Birds of Prey, by Philip W. Blood
The Bialowieźa forest, in Poland and Belarus, is now a UNESCO World Heritage site. The forest is full of interesting plant life and a wide range of wildlife including wolves, wild boar, deer and European bison. No wonder then, that when the Germans invaded the area in 1941, following Operation Barbarossa, Herman Göring and other prominent Nazis with an obsession for hunting, found the place to be an Aladdin’s Cave of opportunity.
However, during that time it was not only animals that roamed the trees, marshes and swamplands of the forest, and it was not just this wildlife that was to be hunted. Sheltering within its huge expanse were partisans, determined to fight back against the Nazis, and Jews, hiding out after escaping from nearby ghettoes. These people were to be tracked down and either killed or deported to the Nazi concentration and death camps in Poland and Germany.
Using modern GIS mapping technology and extensive research, utilising documents from the national archives of Britain, America and, significantly, Germany, Philip Blood is able to paint a full and comprehensive picture of what took place in the forest during the Second World War – from the point of German invasion, to their full retreat in late 1944, when the Red Army was advancing towards Berlin. He is able to show dispositions of troops, patrol areas and partisan hideout locations, describing in great detail what happened, including the murders of many innocent people and the destruction of villages, including the reprisal attack at the village of Laski in May 1943, where over two hundred civilians were massacred.
This book puts to bed the myth that those involved in the hunting down and murdering of Jews, partisans and civilians was done only by the SS and ardent Nazis. Through piecing together the extensive research Blood has carried out for this book, he is able to prove that the Luftwaffe – the German Air Force – also willingly bloodied their hands during the Holocaust.
What strikes the reader is the sheer ordinariness of the airmen involved in these killings.
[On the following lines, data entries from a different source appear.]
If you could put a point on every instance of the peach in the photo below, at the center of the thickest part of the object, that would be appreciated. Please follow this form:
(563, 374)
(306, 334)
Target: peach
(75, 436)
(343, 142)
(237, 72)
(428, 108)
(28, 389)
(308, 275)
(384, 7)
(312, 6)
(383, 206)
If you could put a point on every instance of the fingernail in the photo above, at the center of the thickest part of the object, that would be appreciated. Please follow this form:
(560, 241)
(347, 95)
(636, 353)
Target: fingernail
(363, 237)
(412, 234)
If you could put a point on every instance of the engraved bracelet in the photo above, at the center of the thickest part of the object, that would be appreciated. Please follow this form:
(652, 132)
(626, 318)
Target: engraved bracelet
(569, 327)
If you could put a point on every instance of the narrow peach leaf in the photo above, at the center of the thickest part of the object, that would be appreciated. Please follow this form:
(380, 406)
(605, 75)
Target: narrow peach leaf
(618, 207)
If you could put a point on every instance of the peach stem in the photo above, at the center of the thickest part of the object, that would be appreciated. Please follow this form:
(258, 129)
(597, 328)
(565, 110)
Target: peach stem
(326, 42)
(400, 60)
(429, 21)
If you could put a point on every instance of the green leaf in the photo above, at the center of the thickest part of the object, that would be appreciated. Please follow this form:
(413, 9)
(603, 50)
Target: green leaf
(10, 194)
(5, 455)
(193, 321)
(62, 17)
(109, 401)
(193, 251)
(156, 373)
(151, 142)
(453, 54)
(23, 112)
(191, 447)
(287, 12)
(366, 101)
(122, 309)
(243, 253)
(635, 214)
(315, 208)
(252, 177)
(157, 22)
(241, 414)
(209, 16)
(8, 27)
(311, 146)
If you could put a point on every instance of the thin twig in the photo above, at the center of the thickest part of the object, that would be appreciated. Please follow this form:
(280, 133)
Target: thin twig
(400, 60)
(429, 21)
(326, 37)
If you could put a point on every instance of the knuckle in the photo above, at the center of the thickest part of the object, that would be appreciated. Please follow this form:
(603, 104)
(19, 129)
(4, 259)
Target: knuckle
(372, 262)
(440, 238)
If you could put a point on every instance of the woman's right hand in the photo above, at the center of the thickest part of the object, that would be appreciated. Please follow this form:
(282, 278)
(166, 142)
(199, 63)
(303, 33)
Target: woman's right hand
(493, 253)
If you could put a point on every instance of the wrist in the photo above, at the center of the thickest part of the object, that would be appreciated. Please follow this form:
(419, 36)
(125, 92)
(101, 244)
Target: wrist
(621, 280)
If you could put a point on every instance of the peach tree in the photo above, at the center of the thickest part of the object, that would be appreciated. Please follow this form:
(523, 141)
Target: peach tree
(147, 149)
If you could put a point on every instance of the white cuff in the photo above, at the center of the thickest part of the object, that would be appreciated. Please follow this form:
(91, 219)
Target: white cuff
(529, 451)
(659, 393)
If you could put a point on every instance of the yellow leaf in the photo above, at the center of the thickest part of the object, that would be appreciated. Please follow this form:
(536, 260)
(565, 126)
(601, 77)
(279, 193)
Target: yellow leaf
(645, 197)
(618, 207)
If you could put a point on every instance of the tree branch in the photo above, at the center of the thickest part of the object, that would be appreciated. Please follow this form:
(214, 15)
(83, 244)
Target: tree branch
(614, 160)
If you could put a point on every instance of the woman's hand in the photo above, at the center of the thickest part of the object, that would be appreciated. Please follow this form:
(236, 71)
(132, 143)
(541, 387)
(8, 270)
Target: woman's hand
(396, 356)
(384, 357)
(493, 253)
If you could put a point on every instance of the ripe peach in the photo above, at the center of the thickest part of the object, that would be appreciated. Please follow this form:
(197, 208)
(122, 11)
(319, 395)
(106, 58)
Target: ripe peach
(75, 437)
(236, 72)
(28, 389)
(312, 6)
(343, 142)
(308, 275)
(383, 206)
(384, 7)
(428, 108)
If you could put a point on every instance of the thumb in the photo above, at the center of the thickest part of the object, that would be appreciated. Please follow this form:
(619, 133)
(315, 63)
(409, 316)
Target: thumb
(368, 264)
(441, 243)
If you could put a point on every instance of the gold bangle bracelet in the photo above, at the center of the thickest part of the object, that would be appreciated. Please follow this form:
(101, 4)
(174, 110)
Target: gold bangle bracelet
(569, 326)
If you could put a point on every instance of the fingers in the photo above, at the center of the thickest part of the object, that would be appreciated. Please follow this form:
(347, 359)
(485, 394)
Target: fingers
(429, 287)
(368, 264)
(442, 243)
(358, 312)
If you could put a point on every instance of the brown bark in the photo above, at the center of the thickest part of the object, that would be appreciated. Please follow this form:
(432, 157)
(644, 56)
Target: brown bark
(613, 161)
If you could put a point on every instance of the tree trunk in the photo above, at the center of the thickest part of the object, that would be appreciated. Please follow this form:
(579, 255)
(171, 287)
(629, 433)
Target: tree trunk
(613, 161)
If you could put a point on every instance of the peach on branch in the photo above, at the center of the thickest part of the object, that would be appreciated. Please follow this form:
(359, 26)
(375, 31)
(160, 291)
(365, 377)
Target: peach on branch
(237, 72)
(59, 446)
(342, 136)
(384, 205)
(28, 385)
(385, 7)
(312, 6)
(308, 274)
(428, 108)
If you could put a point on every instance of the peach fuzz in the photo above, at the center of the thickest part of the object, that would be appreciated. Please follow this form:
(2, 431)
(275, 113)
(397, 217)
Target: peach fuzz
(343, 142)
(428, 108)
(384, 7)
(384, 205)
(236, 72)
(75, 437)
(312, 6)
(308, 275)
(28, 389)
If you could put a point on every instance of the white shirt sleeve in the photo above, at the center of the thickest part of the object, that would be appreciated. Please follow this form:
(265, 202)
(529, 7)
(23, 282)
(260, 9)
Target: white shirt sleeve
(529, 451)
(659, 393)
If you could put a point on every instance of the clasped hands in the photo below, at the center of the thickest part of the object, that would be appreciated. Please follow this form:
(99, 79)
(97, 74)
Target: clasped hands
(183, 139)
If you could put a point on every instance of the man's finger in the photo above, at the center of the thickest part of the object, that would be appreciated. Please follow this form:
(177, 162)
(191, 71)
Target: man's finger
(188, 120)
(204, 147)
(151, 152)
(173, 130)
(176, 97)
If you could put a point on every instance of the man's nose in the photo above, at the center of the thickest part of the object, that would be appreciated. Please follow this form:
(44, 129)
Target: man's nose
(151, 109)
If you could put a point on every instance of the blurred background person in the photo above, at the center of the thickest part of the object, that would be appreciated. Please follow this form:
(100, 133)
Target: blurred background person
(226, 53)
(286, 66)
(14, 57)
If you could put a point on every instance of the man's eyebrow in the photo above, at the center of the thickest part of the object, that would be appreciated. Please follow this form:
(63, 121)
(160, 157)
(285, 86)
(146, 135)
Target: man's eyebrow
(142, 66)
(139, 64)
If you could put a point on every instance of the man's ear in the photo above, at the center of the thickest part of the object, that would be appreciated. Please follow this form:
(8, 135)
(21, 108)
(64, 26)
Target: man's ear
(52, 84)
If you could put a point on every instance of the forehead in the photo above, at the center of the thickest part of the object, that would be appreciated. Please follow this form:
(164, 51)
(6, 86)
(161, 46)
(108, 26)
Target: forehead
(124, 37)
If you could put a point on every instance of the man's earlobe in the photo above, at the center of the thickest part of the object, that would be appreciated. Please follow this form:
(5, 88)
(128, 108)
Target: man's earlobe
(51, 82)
The author goes into great detail about some of these men to display that ordinariness, the war having ripped them from their somewhat mundane and nondescript existences and throwing them to the very forefront of Nazi atrocities. It is frightening to see how easily this was achieved. Blood argues that the Germans used the round-ups and killings within the forest as something of a training exercise against what they considered ‘soft targets’, to prepare the troops for the inevitable fierce fighting that was surely to come later – in a way ‘blooding’ them, to get them used to killing.
The research into this book is intense, the work gone into putting it all together is to be hugely congratulated. Backing up the narrative with maps, tables and casualty numbers, ‘Birds of Prey’ shows the full history of the Bialoweźa forest during the war years and the Luftwaffe’s part in what took place there.
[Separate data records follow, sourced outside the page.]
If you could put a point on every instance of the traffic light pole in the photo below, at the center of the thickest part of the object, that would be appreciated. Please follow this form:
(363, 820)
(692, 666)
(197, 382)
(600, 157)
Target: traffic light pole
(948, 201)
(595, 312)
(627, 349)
However, this is a book about the perpetrators of those crimes and not the victims. There is no great detail about the partisans and Jews who were hunted down and murdered, other than lists of names and numbers of those killed. This is probably due to there being limited, if any, documentation about exactly who these people were. Nevertheless, the book is the book is an important insight into a little known history and can finally put to bed the assumption that it was only fervent Nazis who carried out the killings during the Holocaust.
John R. McKay is the author of Arctic Convoy PQ18: 25 Days That Changed the Course of the War.